Friday, June 24, 2011

Fraction A Day - Day 12 - Esteban's Fraction Cutter Design

So I asked the question, how would you create a program to "cut" the polygon in half so you have two polygons and can separate them (similar to Slice It!).

One person asked can we use the slope (she had been studying slope).  I responded its natural to use what you just learned and what you know and its wonderful when it works.  Can anyone think of another way?

Then Esteban suggested:
"You fill the square with little turtles until it all fills up. Then you count how many are on each side to get the percent."   
(this was for the part of the game where it reports the fractional parts as percentages.)

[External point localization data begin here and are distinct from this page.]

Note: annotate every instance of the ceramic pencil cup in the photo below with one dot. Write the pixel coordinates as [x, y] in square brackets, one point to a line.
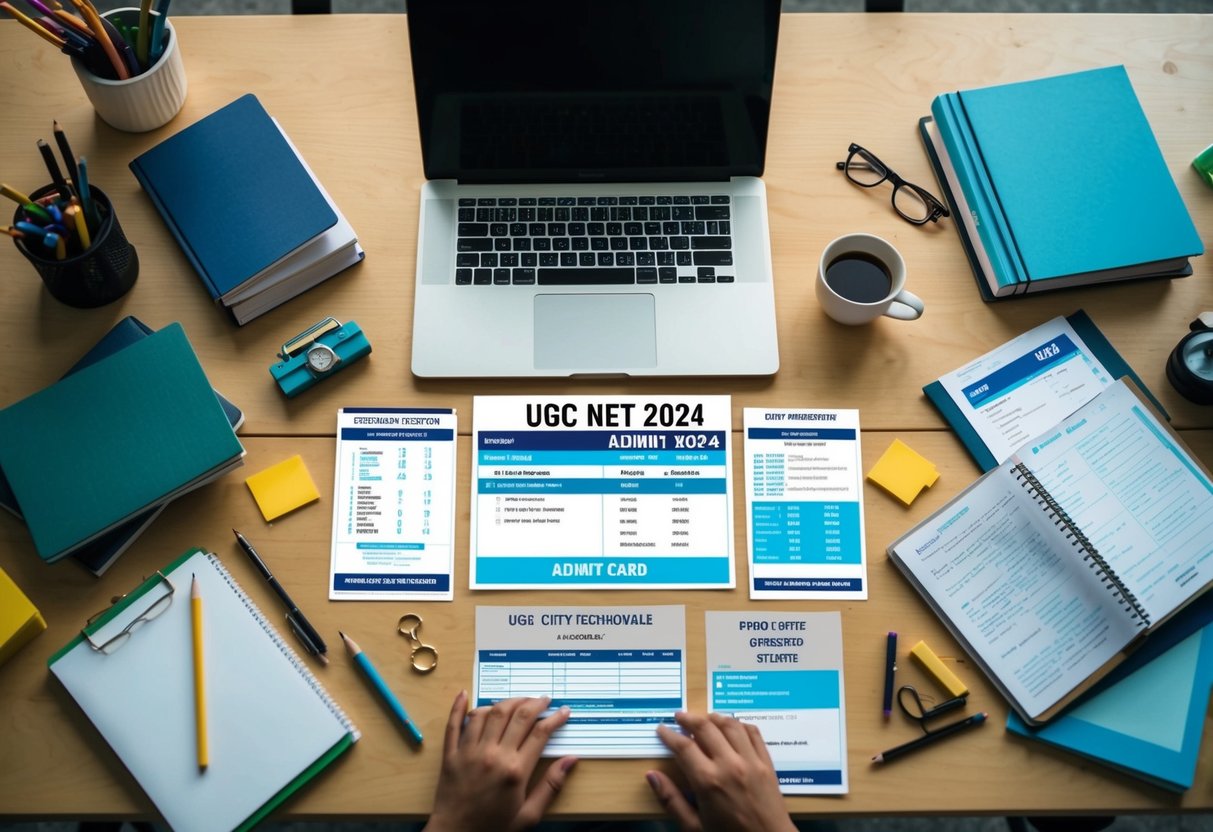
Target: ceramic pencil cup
[143, 101]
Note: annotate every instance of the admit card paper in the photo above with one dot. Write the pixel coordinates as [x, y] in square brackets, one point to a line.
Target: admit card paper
[602, 493]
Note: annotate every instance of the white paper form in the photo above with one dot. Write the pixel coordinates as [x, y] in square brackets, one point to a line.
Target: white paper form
[782, 672]
[621, 671]
[602, 493]
[393, 505]
[804, 505]
[1026, 386]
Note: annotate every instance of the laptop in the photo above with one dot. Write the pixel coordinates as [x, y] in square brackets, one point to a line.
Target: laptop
[592, 205]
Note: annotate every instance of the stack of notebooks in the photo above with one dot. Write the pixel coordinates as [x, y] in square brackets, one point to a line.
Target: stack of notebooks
[249, 214]
[113, 440]
[100, 553]
[1058, 182]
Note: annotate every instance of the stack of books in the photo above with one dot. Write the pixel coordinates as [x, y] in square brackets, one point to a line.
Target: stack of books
[100, 553]
[114, 440]
[249, 214]
[1058, 182]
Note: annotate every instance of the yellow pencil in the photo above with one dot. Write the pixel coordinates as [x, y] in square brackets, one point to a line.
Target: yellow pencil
[80, 224]
[195, 607]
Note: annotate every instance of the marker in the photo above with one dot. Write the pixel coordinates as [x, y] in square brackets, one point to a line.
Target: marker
[368, 668]
[890, 666]
[295, 617]
[927, 739]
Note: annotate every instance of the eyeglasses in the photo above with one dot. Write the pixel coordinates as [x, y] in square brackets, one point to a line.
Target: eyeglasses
[912, 203]
[161, 594]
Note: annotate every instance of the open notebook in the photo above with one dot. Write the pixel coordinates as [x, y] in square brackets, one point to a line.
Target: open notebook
[272, 727]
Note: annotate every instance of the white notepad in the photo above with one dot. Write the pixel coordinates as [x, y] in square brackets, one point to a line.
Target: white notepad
[271, 724]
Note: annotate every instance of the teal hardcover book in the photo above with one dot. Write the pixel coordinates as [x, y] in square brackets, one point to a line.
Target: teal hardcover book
[113, 439]
[1071, 169]
[1149, 718]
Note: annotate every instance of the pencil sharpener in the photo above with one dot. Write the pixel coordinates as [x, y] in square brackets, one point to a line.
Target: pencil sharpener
[1190, 364]
[318, 352]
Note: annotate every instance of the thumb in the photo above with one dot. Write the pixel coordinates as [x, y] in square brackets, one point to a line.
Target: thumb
[545, 791]
[673, 802]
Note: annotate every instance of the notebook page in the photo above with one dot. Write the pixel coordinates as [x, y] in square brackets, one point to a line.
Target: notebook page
[266, 721]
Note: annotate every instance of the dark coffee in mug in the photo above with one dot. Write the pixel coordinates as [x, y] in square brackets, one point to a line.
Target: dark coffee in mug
[859, 277]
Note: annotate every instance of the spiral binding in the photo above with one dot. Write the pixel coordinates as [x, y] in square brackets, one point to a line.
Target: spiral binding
[282, 644]
[1089, 553]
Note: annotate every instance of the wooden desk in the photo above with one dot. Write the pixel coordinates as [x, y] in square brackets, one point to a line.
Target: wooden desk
[341, 89]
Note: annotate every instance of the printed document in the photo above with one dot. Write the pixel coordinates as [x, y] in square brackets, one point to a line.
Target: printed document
[621, 671]
[804, 503]
[393, 505]
[602, 493]
[782, 672]
[1026, 386]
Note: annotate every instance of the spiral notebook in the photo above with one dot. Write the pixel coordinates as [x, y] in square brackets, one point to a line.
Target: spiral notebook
[271, 724]
[1053, 565]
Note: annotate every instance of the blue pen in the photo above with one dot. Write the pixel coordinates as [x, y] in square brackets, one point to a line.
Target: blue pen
[368, 668]
[161, 15]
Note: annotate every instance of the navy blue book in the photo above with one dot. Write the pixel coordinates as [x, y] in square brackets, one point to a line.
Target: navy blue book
[98, 554]
[248, 212]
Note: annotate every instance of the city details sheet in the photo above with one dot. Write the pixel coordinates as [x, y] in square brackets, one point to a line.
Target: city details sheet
[602, 493]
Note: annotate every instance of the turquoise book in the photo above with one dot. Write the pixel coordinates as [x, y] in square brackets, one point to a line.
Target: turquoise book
[1148, 718]
[1059, 182]
[114, 439]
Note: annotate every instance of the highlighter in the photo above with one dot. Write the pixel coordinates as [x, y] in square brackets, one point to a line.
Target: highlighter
[932, 664]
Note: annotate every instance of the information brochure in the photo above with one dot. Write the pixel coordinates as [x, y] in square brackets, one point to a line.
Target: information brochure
[393, 505]
[1026, 386]
[621, 671]
[602, 493]
[804, 502]
[782, 672]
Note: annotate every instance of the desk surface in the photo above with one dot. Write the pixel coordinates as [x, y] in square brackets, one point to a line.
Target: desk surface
[840, 78]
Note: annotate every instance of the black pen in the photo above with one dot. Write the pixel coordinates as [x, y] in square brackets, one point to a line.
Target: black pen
[890, 666]
[927, 739]
[295, 617]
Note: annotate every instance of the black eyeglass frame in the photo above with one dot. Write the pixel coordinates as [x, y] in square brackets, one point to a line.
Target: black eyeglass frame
[935, 208]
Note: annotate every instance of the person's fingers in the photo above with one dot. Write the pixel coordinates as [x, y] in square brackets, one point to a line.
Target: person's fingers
[673, 802]
[735, 734]
[545, 791]
[707, 735]
[522, 722]
[499, 719]
[455, 725]
[759, 746]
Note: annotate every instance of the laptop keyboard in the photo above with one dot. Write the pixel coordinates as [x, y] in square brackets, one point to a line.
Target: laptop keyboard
[593, 240]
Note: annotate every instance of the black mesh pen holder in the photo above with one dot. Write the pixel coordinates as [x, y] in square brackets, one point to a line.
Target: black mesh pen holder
[100, 274]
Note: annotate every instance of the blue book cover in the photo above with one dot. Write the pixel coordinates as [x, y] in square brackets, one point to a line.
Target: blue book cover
[1146, 718]
[97, 556]
[1078, 176]
[234, 194]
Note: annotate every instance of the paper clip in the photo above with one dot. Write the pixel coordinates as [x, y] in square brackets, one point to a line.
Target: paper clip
[408, 626]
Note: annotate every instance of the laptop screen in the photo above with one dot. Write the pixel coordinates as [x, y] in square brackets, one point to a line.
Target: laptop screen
[592, 90]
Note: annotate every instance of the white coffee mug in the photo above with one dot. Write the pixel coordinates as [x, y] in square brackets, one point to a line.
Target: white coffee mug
[142, 102]
[869, 305]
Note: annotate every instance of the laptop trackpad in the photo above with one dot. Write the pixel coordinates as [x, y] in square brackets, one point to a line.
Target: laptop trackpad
[594, 332]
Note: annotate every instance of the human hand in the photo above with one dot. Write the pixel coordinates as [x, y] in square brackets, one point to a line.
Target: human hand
[488, 758]
[730, 773]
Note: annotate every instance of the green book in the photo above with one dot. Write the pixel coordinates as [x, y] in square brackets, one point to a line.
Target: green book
[113, 439]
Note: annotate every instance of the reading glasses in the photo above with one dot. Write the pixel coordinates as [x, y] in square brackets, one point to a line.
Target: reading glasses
[161, 600]
[912, 203]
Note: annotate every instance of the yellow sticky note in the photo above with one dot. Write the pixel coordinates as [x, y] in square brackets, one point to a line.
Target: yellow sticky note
[903, 472]
[20, 620]
[283, 488]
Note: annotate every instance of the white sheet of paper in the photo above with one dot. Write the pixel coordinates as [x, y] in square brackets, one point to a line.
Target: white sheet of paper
[621, 671]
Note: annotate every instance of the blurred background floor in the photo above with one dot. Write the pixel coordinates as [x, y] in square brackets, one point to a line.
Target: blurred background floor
[1128, 824]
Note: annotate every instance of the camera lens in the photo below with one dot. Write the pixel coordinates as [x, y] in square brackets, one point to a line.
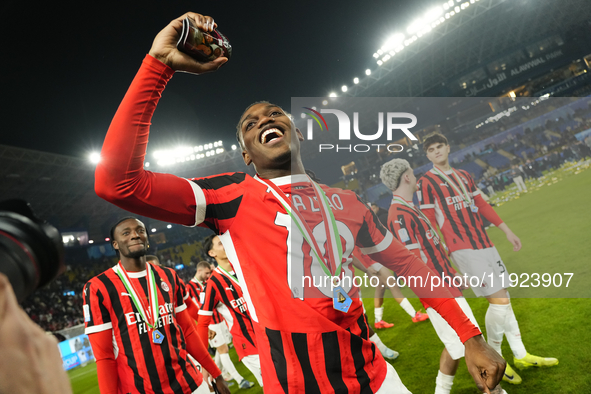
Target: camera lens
[31, 250]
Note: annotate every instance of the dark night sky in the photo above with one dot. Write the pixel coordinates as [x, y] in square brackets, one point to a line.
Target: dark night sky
[67, 65]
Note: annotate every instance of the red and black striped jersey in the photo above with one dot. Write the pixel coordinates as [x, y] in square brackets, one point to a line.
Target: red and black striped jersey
[196, 290]
[461, 228]
[303, 342]
[224, 294]
[143, 366]
[415, 233]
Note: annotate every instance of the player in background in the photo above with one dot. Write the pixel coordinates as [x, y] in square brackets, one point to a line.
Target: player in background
[382, 273]
[244, 210]
[140, 332]
[412, 228]
[450, 199]
[218, 334]
[224, 294]
[192, 307]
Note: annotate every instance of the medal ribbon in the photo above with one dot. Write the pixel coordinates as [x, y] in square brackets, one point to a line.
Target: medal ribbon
[139, 303]
[422, 215]
[334, 246]
[229, 275]
[463, 193]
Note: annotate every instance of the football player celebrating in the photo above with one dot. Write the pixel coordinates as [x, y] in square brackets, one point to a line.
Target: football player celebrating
[310, 339]
[224, 293]
[414, 230]
[451, 200]
[138, 326]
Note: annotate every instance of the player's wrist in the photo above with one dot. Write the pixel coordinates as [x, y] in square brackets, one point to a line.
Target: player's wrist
[475, 341]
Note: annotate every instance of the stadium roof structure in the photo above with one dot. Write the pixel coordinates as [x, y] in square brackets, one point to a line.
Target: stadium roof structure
[481, 33]
[60, 188]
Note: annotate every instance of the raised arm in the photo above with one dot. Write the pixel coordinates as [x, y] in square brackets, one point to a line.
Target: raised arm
[120, 177]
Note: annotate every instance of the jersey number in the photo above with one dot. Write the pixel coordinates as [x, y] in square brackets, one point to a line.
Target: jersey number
[295, 257]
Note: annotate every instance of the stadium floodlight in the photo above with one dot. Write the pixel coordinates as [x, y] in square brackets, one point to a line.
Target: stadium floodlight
[433, 14]
[417, 25]
[95, 157]
[392, 42]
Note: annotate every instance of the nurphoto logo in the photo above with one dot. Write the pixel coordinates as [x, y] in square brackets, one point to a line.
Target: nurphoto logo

I asked then said that's an interesting idea, how could you tell which side of the line a turtle is on? To which he responded:
"So lets say ou have a tool that measures color and a tool that measures distance. then you merge those tools and make a script that sees two colos and measures the distance between them and from that you can say, what if I do it to measure the whol box and have that tool tell you the area of something.
I then asked: How would you program that?
"Take two basic tools and build a script that uses both of them then build a script that uses two other basic tools, then combine them and keep going so you have like a ladder to the ultimate goal."
 Now, I ask myself, what basic tools could I provide that kids could use to build a "slicer" script.  Dr. Geo and Geogebra come to mind (thanks Karl for the idea).  I like the idea of Dr. Geo (not only because a version is embedded in Etoys, but it allows you to script).

FYI, I already have figured out a way to do this (I think) just have not had the time to program it.